I was quite fascinated to hear about this recipe. And I’ll tell you what the best part about it is: You can store the cake for up to 6 months and after you open the jar, it tastes like fresh cake, the aroma is preserved! Great, right? So next time you want to impress your guests with the quickest dessert in the world, it looks like you will have to opt for cake in a jar.
You would be surprised which easy and wonderful dishes you can make in a jar. For example, you can do the same thing with eggs. Just season them with a few drips of flavored oil or some herbs and put the jars for 5-10 min in boiling water.
5-6 jam jars (with lid and clips if available, see picture, can also be a regular jar)
200g butter or margarine (soft, at room temperature)
Peeled skin of 1 lemon
1/2 pack or 1 tablespoon baking soda
250 g flour
Fresh lemon juice (squeeze 1-1.5 lemons)
1) Preheat the oven and wash out your jars with hot water (if you want to sterilize them in boiling water).
2) Mix the eggs with 75g sugar, then add the lemon skin, bit by bit the butter and finally the flour (already mixed with the baking soda).
3) Mix the lemon juice with the remaining sugar in a cup.
4) Use some butter to coat the jar from the inside and sprinkle with flour to make sure that the dough comes off the glass when it’s baked.

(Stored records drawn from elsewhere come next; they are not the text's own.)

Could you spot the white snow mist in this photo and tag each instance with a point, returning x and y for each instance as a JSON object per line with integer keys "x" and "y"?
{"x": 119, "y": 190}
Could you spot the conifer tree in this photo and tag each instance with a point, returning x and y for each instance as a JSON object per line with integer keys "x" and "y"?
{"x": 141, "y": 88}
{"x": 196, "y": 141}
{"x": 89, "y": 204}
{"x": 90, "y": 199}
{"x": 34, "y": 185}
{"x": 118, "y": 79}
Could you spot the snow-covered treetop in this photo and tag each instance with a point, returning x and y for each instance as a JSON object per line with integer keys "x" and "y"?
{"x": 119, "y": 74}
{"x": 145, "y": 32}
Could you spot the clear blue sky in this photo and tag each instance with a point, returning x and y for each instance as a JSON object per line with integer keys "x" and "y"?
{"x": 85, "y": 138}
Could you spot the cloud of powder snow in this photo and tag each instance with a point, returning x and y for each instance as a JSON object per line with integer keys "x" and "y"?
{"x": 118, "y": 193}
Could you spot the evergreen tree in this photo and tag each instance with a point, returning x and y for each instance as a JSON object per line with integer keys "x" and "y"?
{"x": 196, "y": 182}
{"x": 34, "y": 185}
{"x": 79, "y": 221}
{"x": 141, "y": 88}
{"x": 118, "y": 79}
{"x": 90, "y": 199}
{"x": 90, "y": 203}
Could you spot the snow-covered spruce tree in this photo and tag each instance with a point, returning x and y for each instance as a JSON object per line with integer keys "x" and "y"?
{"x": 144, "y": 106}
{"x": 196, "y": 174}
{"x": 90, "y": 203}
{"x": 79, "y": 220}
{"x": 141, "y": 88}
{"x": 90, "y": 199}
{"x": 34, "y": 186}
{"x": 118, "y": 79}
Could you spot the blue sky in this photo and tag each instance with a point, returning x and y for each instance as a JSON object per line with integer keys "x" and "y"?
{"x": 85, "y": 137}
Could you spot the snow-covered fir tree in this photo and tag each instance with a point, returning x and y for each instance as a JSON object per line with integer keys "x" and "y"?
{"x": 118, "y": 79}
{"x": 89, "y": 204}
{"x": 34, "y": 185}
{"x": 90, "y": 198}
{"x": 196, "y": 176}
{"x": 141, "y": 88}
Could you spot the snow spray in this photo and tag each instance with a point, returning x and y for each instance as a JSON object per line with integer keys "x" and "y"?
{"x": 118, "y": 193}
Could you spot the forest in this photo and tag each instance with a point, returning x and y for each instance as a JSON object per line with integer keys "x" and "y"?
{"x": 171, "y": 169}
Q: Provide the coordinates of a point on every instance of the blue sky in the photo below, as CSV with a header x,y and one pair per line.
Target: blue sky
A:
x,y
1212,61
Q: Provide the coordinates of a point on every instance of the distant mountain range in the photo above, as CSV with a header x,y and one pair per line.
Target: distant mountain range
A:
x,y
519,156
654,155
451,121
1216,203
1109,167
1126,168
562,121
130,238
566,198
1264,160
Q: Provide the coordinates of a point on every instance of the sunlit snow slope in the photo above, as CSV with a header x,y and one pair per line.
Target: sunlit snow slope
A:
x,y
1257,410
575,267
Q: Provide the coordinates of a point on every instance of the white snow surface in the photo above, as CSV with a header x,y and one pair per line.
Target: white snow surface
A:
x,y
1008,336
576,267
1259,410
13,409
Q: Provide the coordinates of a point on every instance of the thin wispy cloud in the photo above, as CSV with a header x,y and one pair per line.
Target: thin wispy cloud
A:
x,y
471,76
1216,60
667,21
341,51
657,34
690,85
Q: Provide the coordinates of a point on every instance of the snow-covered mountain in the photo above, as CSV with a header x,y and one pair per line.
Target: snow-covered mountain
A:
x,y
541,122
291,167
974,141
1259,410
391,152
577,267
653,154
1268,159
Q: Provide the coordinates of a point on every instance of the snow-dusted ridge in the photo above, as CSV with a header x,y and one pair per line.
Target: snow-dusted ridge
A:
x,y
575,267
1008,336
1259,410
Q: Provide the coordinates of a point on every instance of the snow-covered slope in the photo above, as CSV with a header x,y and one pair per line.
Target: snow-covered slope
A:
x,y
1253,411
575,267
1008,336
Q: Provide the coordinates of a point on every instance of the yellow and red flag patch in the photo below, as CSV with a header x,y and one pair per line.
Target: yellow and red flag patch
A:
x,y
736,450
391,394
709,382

5) Now fill in the dough (only up to 1/2 to 3/4 of the glass, otherwise you will have to cut off what’s grown over the jar).
6) Bake for 20 min at 200 degrees Celsius.
7) After you remove the jars from the oven, pour some of the lemon-sugar juice over the cake and then immediately put the lids on and close the jars.
8) Let cool down, storage is possible up to 6 months!
By the way, this method works with any type of dry cake dough (e.g. marble cake, I don’t think it works with yeast dough). A great way of serving it in a good looking way is to garnish your cake slice with whipped cream and fresh fruit.